When buyers are in the consideration phase - they’ve requested or received a demo, for example - you should be providing more concrete product content. Case studies are ideal for this stage. Demonstrate a compelling case for why someone should purchase your product, which is especially effective if you can show how someone similar to your potential customer succeeded with your product. What does it do? How has it helped someone else? You need quantifiable results and a good story.

Finally, when a buyer is in the decision stage, they’re ready for how-to content. How to achieve those incredible results you promised them earlier. Think about useful onboarding videos, illustrative use cases and case studies, clean and simple documentation that makes it clear what they need to do to get started.

Know when to double down

When you hit on something that’s working, you should lean into it. For example, if you created an ebook that’s been downloaded a few thousand times, contributed to 50 demo sets, and 3 closed deals totaling more than $30k in revenue, you should probably do more with that ebook, right?

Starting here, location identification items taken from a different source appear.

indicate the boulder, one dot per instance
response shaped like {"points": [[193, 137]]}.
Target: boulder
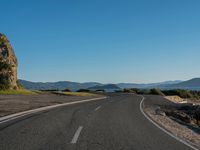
{"points": [[8, 65]]}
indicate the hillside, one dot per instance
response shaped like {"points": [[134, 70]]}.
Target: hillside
{"points": [[193, 84], [61, 85], [107, 87], [8, 65]]}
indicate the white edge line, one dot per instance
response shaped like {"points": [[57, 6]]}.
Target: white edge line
{"points": [[97, 108], [21, 114], [76, 135], [164, 130]]}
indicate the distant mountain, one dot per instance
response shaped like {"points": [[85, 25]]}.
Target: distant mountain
{"points": [[193, 84], [61, 85], [106, 87], [149, 85]]}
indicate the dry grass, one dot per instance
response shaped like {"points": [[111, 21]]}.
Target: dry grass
{"points": [[18, 92]]}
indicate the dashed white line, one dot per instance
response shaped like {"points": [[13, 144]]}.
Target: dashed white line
{"points": [[76, 135], [97, 108]]}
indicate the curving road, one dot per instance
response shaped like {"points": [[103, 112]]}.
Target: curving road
{"points": [[115, 123]]}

Of course. But don’t just keep promoting that exact same piece of content. Find ways to propagate cuttings of that ebook across the internet, targeted to different stages in your buyer’s journey. Package it up with some other content you’ve produced in a downloadable “everything you need to get started with X” kit. Pitch a byline for an industry publication that goes deeper into one of the more salient points in the ebook. Write a blog post highlighting the five key takeaways from the ebook. Record a podcast interview with an expert on the topic. Create an infographic. Write a case study. Create a how-to video.

What if you have an ebook that’s been downloaded many times, but not resulting in the down-funnel success you’d expect? Take a closer look at what’s happening after that download. The two most likely scenarios for high awareness but low conversion are a) you’ve reached the wrong audience, or b) your inbound reps aren’t prepared to talk about the content.

If you’ve created a popular piece of content attracting a large audience, but that audience doesn't need your product, then you’re wasting your time.

At Union Metrics, we knew that any time we published something about Instagram marketing, it would go gangbusters. Those were by far our biggest webinars and most downloaded ebooks. But most of the people consuming that content were individual influencers or small companies just getting started - and they weren’t in the market for an enterprise social analytics solution. Good content, but wrong for us.

At Cision, our most successful content launches involved a thorough internal sales rollout. We’d prep our inbound and sales teams with a deck about the new content, talking points for prospects, connections back to the product, and so on. You can’t expect a BDR to follow up on a new inbound lead if they don’t know what the whitepaper someone downloaded was about and how it fits into our larger GTM motions. Good content needs good support. (For more on how to equip sales teams with content, read this.)

Good content is worth the investment 

The best content marketers are closely connected to their colleagues in sales. They know how content contributes to the sales pipeline, and they know who their audience is and what they're looking for at every stage of their journey. Armed with that information, content marketers can produce and distribute content that generates real quantifiable value for an organization. Put another way, if you don't fully understand your company's buyer journey, you can't produce work that's worth investing in.